Let's say that a sequence of random variables $(X_n)_{n \in \mathbb{N}}$ is $\mathcal {o}(Y_n)$ for some other sequence of random variables $(Y_n)_{n \in \mathbb{N}}$, if $\lim_{n \to \infty}\frac{X_n}{Y_n}=0$ in distribution.

We can use this to interpret the central limit theorem for such a sequence of random variables of mean $\mu$ and variance $\sigma^2$ as an asymptotic expansion (of the distribution) $$ \frac{1}{n}\sum_{j=1}^{n} X_j = \mu + \frac{\xi}{\sqrt{n}} + \mathcal{o}\left(\frac{1}{\sqrt{n}}\right), $$ where $\xi$ is a random variable distributed as $\mathcal{N}(0,\sigma^2)$.

Intuitively the first term comes from the law of large numbers, and the second term is a correction of order $\frac{1}{\sqrt{n}}$ coming from the central limit theorem. Is there some intuition in why this term should be of order $\frac{1}{\sqrt{n}}$? Why isn't the expansion in some other power of $n$, e.g. $\frac{1}{n}$ as in the definition of differentiability.

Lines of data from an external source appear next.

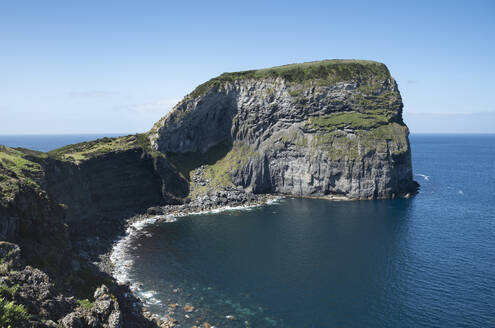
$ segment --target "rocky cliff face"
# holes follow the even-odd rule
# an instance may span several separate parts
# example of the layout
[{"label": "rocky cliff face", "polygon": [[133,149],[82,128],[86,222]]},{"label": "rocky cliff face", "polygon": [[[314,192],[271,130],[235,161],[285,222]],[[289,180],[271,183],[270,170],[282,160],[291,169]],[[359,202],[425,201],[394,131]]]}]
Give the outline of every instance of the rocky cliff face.
[{"label": "rocky cliff face", "polygon": [[223,74],[146,134],[0,146],[0,312],[13,309],[0,325],[156,327],[94,264],[125,215],[264,197],[252,193],[407,197],[410,154],[388,69],[342,60]]},{"label": "rocky cliff face", "polygon": [[402,107],[397,83],[376,62],[226,73],[162,118],[151,140],[162,153],[209,162],[207,185],[192,184],[193,192],[233,184],[254,193],[395,198],[417,190]]}]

Assuming that it is intuitively clear that for large $n$, the sample average should be approximately distributed as a normal distribution, why should the quality of this approximation be exactly $\frac{1}{\sqrt{n}}$ and not some other numerical value?

Answer 1

For simplicity set $\sigma^2=1,\mu=0$.If you take $X_1,...,X_n$ as iid $N(0,1)$ random variables then $\xi=(X_1+...+X_n)/\sqrt n$ has the $N(0,1)$ distribution and the expansion $$ \frac{1}{n}\sum_{i=1}^n X_i = \frac{\xi}{\sqrt n} $$ is exact, so indeed there is not much possible choice for the scaling in front of $\xi$.

Answer 2

Do you have good intuition for random walks? After $n$ steps, you're within $O(\sqrt{n})$ of the origin with high probability. That's why the second term is of order $\frac{1}{\sqrt{n}}$. As to why it's exactly $\frac{\xi}{\sqrt{n}}$, I think you're gonna need a proof....

Answer 3

At first let us notice that $X_i$ are independent identically distributed random variables (or vectors).

According to SLLN (strong law of large numbers, under assumption $EX_1 < \infty$) we have

$$\frac1{n}\sum_{i=1}^n X_i \to E X_1$$

almost sure. In other words, we have convergence

$$\frac{S_n - \mathbf{E}S_n}{n} \to 0,$$ where $S_n = \sum_{i=1}^n X_i$.

So, after division by $n$ the value $S_n - \mathbf{E}S_n$ tends to $0$. It's easy to see that if we will not devide it by $n$, it will not tend to $0$. It's natural: $D \Bigl(S_n - \mathbf{E}S_n \Bigr) = nDX_1$ and is "big" for "big" n. More precisely, the behavior of $S_n$ we may get from LIL (law of iterated logarithm).

Hence, we know that $$ \frac{S_n - \mathbf{E}S_n}{f(n)}$$ diverges when $f(n) =1$ and "vanishes" when $f(n) = n$.

In order to make the value $ \frac{S_n - \mathbf{E}S_n}{f(n)}$ "not too big and not too small" let us notice that $$D \frac{S_n - \mathbf{E}S_n}{f(n)} = \frac{n DX_1}{f^2(n)}.$$ Hence it's natural to consider the case when $f^2(n)$ has the same rate of convergence as $n$, because only in this case the dispersion of $ \frac{S_n - \mathbf{E}S_n}{f(n)}$ is not too big and not too small. And CLT says that this is a right approach.